Beranek, che nei panni dell’ispettore Gennaro Esposito – detto Gerri – ha dato vita a un personaggio tormentato ma magnetico, si è imposto come una delle rivelazioni dell’anno. La sua carriera, iniziata lontano dai set cinematografici tra giostre e luna park, ha trovato nella recitazione una svolta inaspettata, dimostrando come talento e determinazione possano emergere anche da percorsi non convenzionali.

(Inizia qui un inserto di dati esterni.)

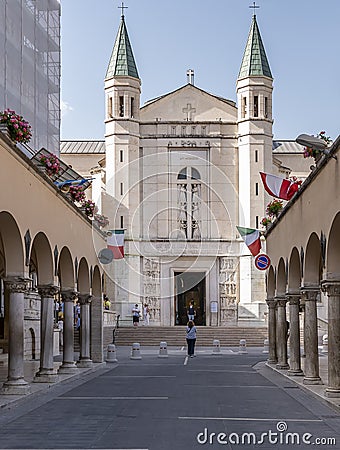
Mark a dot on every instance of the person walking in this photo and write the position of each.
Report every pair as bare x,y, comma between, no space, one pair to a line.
146,314
135,315
191,338
191,311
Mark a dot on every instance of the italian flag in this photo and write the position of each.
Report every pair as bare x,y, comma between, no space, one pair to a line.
251,238
115,242
279,187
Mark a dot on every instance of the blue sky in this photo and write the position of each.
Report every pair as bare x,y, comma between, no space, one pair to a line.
168,37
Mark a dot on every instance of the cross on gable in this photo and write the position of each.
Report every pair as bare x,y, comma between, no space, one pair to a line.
254,6
188,110
122,8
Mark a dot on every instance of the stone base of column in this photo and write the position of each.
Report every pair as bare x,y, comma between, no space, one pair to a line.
272,361
84,363
46,376
295,372
16,387
68,368
282,366
332,392
312,380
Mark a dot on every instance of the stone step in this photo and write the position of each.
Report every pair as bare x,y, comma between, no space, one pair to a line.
230,336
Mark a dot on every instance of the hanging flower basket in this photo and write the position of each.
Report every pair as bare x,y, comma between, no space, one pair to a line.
51,164
19,129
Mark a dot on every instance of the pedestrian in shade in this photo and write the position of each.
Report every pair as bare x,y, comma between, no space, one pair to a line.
191,338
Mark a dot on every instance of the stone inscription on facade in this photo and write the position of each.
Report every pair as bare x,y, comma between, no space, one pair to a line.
228,290
152,288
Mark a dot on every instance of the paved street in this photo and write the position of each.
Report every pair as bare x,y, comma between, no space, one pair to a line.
174,403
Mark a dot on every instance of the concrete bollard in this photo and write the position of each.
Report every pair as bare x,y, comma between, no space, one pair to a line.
135,351
243,346
216,347
266,346
324,343
163,350
111,354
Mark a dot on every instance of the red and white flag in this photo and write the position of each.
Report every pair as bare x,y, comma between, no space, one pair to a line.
279,187
251,237
115,242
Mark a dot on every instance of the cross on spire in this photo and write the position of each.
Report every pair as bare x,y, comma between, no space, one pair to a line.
122,8
254,6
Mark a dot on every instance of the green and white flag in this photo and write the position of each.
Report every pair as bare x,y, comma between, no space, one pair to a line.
251,237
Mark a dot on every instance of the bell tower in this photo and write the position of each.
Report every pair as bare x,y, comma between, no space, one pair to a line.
254,97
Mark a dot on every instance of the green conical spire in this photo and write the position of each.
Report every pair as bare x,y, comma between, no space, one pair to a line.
254,60
122,62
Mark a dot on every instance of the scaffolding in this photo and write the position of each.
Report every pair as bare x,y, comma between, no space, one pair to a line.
30,73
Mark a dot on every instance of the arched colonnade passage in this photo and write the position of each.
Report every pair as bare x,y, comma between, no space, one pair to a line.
303,281
29,268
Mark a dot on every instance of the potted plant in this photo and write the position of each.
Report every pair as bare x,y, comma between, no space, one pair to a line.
274,208
266,221
18,128
88,206
77,194
51,164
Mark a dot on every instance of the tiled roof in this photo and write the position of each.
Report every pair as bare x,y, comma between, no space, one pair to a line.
122,62
84,147
254,60
285,146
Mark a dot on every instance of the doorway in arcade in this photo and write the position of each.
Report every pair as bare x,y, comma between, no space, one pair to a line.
190,287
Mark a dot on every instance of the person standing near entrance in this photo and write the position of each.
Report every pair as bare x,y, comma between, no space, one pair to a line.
191,311
191,338
135,315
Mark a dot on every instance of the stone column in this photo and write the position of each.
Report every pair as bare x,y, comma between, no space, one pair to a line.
84,359
272,357
294,335
46,373
311,337
96,335
15,384
281,334
333,292
68,366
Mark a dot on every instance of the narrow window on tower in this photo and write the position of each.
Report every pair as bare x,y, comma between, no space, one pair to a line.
244,107
109,107
256,105
132,107
121,106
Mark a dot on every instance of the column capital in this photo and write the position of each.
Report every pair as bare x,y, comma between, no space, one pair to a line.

Nell’episodio conclusivo, la trama raggiunge il suo culmine: Gerri, alle prese con un femminicidio dall’eco mediatica, si ritrova a dover affrontare non solo le indagini, ma anche i fantasmi del suo passato. Tra questi, il ritorno della madre, figura assente che riappare inaspettatamente, complicando ulteriormente una vicenda già carica di tensione. Intanto, il rapporto con il nuovo PM milanese – interpretato da un volto noto del cinema italiano – aggiunge un ulteriore strato di conflitto, mentre la dinamica con la collega, interpretata da Romani, lascia spazio a sviluppi non scontati.
La serie, diretta da Giuseppe Bonito, ha saputo coniugare il ritmo del poliziesco con una caratterizzazione psicologica approfondita, evitando i cliché del genere. Le location, prevalentemente romane, hanno contribuito a creare un’atmosfera cruda e realistica, lontana dalle cartoline patinate di altre produzioni.